Este concierto contó con la participación de cantantes experimentados y jóvenes, quienes deleitaron a los presentes con verdaderos clásicos de la música disco, un género que tuvo su época de mayor esplendor a mediados de los años 70 hasta principios de los 80.
El repertorio estuvo compuesto por música de los BeeGees, ABBA, Barry White, Donna Summer, Gloria Gaynor, Barry Manilow, KC and The Sunshine Band, Communards y otros artistas que fueron seguidos en los 70.
Volver a disfrutar de canciones como “HowDeepIsYourLove”, “Love Is In The Air”, “Ÿou Should Be Dancing” y otra más que se convirtieron en sencillos que dieron la vuelta al mundo en las voces de Máximo Martínez, Antonio Melenciano, FrankCeara,Diomary la Mala, Techy y Karla Fatule, Nathalie Hazim, Manny Cruz, Javier Grullón, Jose guillermo Cortines y Auro Sónico fue una experiencia encantadora, con sus bailes, sus vestuarios y otros elementos muy típicos de esa añorada época.

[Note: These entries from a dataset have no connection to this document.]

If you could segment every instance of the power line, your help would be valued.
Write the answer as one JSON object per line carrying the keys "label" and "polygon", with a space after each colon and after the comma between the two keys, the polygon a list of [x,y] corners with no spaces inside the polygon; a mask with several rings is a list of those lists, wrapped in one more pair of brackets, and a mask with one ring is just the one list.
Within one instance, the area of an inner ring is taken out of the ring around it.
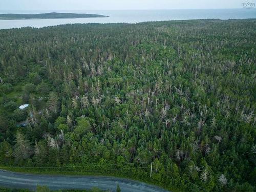
{"label": "power line", "polygon": [[118,164],[109,164],[104,165],[81,165],[81,166],[51,166],[51,167],[0,167],[1,168],[76,168],[76,167],[96,167],[100,166],[113,166],[113,165],[128,165],[132,164],[146,164],[151,163],[151,161],[143,162],[138,163],[118,163]]}
{"label": "power line", "polygon": [[97,172],[97,171],[103,171],[103,170],[124,170],[124,169],[133,169],[149,168],[150,167],[130,167],[130,168],[112,168],[112,169],[98,169],[98,170],[67,170],[67,171],[51,171],[51,172],[32,172],[33,173],[81,173],[81,172]]}

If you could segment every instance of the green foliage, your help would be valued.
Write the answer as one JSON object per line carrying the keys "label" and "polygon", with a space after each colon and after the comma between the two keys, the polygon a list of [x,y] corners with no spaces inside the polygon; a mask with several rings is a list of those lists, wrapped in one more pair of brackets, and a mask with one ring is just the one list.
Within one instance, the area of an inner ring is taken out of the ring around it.
{"label": "green foliage", "polygon": [[50,192],[50,190],[47,186],[37,185],[36,192]]}
{"label": "green foliage", "polygon": [[255,25],[1,30],[1,163],[173,191],[255,190]]}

No voy a negar que ¨La fiebre del disco¨ me llevó a ese tiempo en que la sicodelia, los pantalones campana y los zapatos con tacones dominaban la moda, También nos trasladó a ese tiempo en que tarareábamos y bailábamos al ritmo de su contagiosa música, tratando de imitar algunos pasos de baile tal y como veíamos que John Travolta hacía en ºFiebre de un sábado por la noche¨. ¡Qué buenos tiempos aquellos!
Lo increíble es que una parte del público sentía lo mismo. Mientras disfrutábamos de las interpretaciones de los artistas, vimos a muchos bailar y cantar esas canciones, muestra palpable de que la pasaron muy bien.
Tal y como Amaury había dicho era un concierto para divertirse con esa época tan inolvidable. gusto tanto que el maestro a peticion popular vuelva a reponerla el próximo 26 de Dic en el Palacio Nacional de Bellas Artes para aquellas personas que no pudieron asistir.